The thing that really frustrates me about this is that clearly NPD had a breach. I don’t think there’s any question about that anymore. And when you look at its disclosure notice, there’s basically nothing there. The company has really given us nothing of any substance.

[Editor’s note: Scientific American repeatedly e-mailed NPD to ask whether it had taken additional actions to contact affected individuals. The company did not respond. In a recorded message on its breach hotline, NPD says it “will try to notify you if there are further significant developments applicable to you.”]

You wrote about lackluster corporate disclosure in a June blog post entitled “The State of Data Breaches.” People might be surprised to know that data-breach laws can have exceptions related to notification. In Florida, where NPD is based, if a security breach involves more than 500,000 people, what is legally sufficient is a notice “in print and to broadcast media” and “a conspicuous notice on the Internet website of the covered entity.” How would you improve disclosure?

Disclosure doesn’t necessarily mean letting the individuals know. It’s usually disclosure to the regulator unless we’re talking about sensitive personal information—health data, for example. The carve-out in Australia is that there’s got to be a likelihood of causing serious harm. The Florida situation, like you just mentioned, is a notice. California’s got the California Consumer Privacy Act, but I believe even under that, companies can still decide whether or not to notify individuals in the vast majority of cases.

There are all of these people who get pissed when they don’t get told—like, really, really pissed, understandably!
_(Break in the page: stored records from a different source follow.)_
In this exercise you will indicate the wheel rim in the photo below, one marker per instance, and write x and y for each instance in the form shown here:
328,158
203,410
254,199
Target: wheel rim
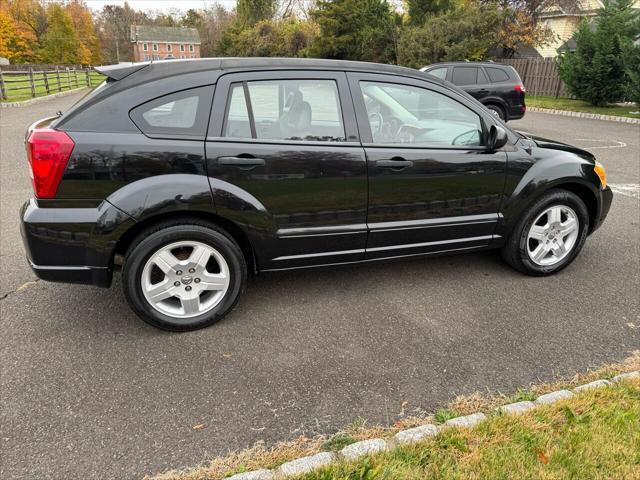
185,279
553,235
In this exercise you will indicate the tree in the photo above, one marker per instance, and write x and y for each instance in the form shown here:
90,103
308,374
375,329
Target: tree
250,12
419,10
89,51
465,33
595,72
15,42
355,30
59,43
113,24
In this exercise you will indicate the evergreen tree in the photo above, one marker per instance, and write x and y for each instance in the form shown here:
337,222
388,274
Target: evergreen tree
595,72
355,30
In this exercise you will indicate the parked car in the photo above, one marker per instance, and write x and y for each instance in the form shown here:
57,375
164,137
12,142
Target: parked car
188,176
498,87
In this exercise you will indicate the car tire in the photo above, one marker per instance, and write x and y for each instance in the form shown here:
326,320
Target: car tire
498,111
538,231
150,273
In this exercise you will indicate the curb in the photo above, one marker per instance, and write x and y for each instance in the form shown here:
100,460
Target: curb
31,101
357,450
593,116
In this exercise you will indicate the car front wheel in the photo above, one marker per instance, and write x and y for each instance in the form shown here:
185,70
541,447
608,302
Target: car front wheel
182,277
550,234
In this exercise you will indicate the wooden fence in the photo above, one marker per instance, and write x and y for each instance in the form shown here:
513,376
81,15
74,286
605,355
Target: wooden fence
31,83
539,75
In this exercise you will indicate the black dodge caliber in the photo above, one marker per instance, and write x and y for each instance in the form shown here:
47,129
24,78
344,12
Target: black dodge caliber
189,175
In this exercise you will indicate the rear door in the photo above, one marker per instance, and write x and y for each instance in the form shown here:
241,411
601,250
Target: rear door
433,185
286,143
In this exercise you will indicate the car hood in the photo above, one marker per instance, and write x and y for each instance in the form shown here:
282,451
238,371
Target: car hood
556,145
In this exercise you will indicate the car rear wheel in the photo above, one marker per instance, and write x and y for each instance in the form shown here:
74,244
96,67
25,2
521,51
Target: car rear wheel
550,235
183,277
497,111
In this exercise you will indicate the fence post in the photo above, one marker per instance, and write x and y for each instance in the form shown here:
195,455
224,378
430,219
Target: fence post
46,82
33,87
58,77
3,92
And I’m sitting here at Have I Been Pwned? going, “Well, I’ve got your data. I can let you know.” But it shouldn’t be my job, right? I should be completely redundant because organizations should notify people early.
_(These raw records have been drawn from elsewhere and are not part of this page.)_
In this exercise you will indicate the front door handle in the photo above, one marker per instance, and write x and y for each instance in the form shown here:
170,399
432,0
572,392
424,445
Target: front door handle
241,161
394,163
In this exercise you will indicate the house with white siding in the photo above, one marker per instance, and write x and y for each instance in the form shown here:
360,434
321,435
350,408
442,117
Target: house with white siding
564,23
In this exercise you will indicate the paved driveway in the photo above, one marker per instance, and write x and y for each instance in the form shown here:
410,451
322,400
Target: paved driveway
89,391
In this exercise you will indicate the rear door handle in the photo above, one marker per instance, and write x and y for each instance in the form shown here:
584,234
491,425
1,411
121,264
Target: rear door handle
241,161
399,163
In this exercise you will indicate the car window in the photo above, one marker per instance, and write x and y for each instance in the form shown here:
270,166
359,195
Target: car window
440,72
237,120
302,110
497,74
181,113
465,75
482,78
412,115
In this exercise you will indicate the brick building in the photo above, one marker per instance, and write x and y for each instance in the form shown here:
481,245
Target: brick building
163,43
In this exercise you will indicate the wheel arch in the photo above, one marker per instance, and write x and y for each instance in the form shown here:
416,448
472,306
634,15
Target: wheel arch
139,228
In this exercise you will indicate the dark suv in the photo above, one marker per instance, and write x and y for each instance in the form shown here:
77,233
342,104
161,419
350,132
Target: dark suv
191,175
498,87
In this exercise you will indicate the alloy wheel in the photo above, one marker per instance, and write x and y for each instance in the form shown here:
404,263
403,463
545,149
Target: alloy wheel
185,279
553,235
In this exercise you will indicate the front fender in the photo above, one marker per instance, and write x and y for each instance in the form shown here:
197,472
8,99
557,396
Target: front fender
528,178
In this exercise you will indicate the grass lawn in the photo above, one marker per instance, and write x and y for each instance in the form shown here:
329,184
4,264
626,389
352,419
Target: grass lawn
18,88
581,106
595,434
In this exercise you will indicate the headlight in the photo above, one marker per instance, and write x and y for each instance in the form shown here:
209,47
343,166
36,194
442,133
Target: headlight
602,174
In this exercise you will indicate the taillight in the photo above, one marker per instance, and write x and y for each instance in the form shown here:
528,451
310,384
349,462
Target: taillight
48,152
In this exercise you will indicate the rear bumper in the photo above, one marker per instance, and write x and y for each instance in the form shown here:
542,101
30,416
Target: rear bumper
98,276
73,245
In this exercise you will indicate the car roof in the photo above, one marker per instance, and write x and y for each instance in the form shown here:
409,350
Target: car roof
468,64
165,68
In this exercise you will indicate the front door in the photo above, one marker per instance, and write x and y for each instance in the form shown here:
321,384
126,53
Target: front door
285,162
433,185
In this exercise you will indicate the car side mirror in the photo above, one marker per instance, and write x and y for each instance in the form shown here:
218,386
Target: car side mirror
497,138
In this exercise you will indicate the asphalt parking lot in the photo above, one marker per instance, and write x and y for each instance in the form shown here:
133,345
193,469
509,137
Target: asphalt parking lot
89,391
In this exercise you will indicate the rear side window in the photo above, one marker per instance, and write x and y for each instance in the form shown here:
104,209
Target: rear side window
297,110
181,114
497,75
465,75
You’ve worked on Have I Been Pwned? for more than a decade. But let’s look ahead. Where are data breaches headed in the next 10 years?
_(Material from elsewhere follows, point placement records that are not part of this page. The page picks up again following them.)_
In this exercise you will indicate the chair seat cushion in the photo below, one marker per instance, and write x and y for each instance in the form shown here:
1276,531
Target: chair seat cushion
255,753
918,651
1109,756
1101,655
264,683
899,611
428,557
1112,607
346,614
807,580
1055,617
If you think about the factors that lead to data breaches or amplify data breaches, we’ll have more people. We’ll have more systems. We’ll have more devices that have data; we’ve seen a lot of Internet of Things–related data breaches. There are data collected from CloudPets toys—teddy bears that talk—in Have I Been Pwned? We’re also going down a path where we’re seeing a lot of breaches—such as all the ones from this year related to cloud data storage company Snowflake—where we’re so dependent on external services that a flaw or a practice on behalf of threat actors can get reapplied over and over and over again to everyone using that particular platform. So all these factors combine to amplify the problems we’re having now. In summary, I think it’s getting worse.